When compiling to CUDA from clang, clang compiles directly to ptx and then calls ptxas:

clang++ foo.cu -o app -lcudart_static -ldl -lrt -pthread
# Behind the scenes
clang++ -triple nvptx64-nvidia-cuda foo.cu -o foo.ptx
ptxas foo.ptx -o foo.cubin

clang never actually calls nvcc. It just targets ptx and calls the ptx assembler.

Unless you know what custom backend flags will be produced by nvcc and manually include them when calling clang, I'm not sure you can automatically pass an nvcc flag from clang.

Increasingly Idiotic
  • 5,700
  • 5
  • 35
  • 73
  • 1
    If a macro needs to be defined before inclusion of cuda_runtime.h, it will need to be passed via `-D` to clang.
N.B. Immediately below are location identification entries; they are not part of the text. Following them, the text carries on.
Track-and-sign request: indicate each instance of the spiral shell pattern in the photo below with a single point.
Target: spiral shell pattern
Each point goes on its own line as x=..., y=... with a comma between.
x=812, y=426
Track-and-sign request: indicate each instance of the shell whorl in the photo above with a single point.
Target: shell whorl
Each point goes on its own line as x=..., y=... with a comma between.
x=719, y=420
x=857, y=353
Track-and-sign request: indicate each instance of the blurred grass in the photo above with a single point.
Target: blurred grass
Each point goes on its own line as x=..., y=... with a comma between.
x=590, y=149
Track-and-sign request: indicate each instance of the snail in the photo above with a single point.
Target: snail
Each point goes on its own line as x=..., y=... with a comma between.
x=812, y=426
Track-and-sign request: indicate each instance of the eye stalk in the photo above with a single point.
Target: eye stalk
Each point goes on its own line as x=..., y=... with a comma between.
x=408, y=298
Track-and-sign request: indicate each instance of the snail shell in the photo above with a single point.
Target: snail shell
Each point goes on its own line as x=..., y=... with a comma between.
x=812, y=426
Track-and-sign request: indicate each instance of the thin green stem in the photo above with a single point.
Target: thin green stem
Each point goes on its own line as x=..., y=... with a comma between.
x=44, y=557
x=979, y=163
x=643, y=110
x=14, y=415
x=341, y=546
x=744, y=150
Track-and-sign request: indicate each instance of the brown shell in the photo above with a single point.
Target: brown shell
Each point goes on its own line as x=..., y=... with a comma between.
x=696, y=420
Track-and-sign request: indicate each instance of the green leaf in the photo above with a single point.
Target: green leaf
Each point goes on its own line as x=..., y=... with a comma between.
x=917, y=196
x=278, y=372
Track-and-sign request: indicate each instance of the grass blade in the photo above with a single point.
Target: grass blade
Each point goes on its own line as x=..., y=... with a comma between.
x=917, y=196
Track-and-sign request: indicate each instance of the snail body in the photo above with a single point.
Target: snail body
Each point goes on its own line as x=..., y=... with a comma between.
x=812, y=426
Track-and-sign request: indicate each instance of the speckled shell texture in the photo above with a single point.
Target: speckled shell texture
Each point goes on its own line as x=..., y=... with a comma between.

Under the hood clang does pre-include bunch of CUDA headers (and so does nvcc), so defining the macro in the source code would not have effect as that would be seen by compiler *after* the inclusion of cuda_runtime.h. – ArtemB Dec 30 '19 at 21:50
0

If you are using features specific to clang only for the host side and don't actually need it for the device side - you're probably looking for this :

https://devblogs.nvidia.com/separate-compilation-linking-cuda-device-code/

As @Increasingly-Idiotic points out - I believe clang does not "call" nvcc internally, hence I don't think you can pass arguments to it.